Researchers jailbreak GPT-5 using just a few simple prompts
What's the story
Cybersecurity experts have successfully bypassed the security measures of OpenAI's latest large language model (LLM), GPT-5. The breakthrough was revealed by NeuralTrust, a generative AI security platform. The researchers used a combination of an established technique called "Echo Chamber" and a narrative-driven steering method to circumvent GPT-5's ethical guardrails and extract prohibited procedural instructions without triggering standard refusal responses.
Methodology
How NeuralTrust bypassed GPT-5's security
Marti Jorda, a security researcher, explained their approach to bypassing GPT-5's security. He said they used Echo Chamber to "seed and reinforce a subtly poisonous conversational context," then guided the model with low-salience storytelling. This way, they avoided explicit intent signaling while gradually steering toward the target output.
Technique details
Echo Chamber technique explained
The Echo Chamber technique, first described in June 2025, employs indirect references, semantic steering, and multi-step inference to bypass content filters.

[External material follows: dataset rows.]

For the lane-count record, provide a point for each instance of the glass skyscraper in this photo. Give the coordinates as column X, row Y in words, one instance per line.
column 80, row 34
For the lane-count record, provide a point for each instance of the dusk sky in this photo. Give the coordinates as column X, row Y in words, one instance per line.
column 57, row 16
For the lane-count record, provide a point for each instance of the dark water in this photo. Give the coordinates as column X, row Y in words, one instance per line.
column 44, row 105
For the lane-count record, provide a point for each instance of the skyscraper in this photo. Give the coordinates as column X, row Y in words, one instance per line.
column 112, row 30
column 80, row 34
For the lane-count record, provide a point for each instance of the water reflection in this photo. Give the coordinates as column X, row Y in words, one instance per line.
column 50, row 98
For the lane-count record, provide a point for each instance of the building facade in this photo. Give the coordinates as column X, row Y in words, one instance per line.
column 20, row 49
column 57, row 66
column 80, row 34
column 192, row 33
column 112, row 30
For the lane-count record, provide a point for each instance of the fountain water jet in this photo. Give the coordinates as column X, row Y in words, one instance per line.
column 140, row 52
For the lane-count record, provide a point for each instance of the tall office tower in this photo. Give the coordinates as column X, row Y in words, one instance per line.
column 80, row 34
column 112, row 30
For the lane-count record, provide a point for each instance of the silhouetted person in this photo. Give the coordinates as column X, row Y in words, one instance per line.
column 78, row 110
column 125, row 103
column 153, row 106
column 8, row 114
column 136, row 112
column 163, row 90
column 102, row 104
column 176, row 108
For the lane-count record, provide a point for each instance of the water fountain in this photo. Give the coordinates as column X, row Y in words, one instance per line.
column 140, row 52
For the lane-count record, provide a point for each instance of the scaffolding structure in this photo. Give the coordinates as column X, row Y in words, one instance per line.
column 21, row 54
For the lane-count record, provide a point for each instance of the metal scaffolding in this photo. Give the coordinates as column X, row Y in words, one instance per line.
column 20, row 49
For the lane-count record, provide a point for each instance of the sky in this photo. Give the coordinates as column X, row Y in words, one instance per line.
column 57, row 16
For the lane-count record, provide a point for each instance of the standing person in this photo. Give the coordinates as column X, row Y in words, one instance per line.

In their latest test, researchers fed GPT-5 benign-looking keyword prompts like "cocktail," "story," "survival," "molotov," "safe," and "lives." They then expanded on these prompts in a fictional context until the model generated illicit content.
Security concerns
Other vulnerabilities discovered in GPT-5
The news of the jailbreak comes after SPLX reported that GPT-5 fell for "basic adversarial logic tricks" in hardened security benchmarks, despite its improved reasoning capabilities. Separately, Zenity Labs revealed a new class of zero-click AI agent attacks called AgentFlayer. These exploit integrations between AI models and connected services to exfiltrate sensitive data through indirect prompt injections embedded in documents, tickets, or emails.
Risk assessment
Experts call for countermeasures to mitigate threats
Experts warn that these vulnerabilities pose a growing risk as AI systems are integrated into cloud platforms, IoT environments, and enterprise workflows. A recent academic study showed similar prompt injection techniques could hijack smart home systems via poisoned calendar invites. Security firms have urged countermeasures like stricter output filtering, regular red teaming, and tighter dependency management to mitigate these evolving threats.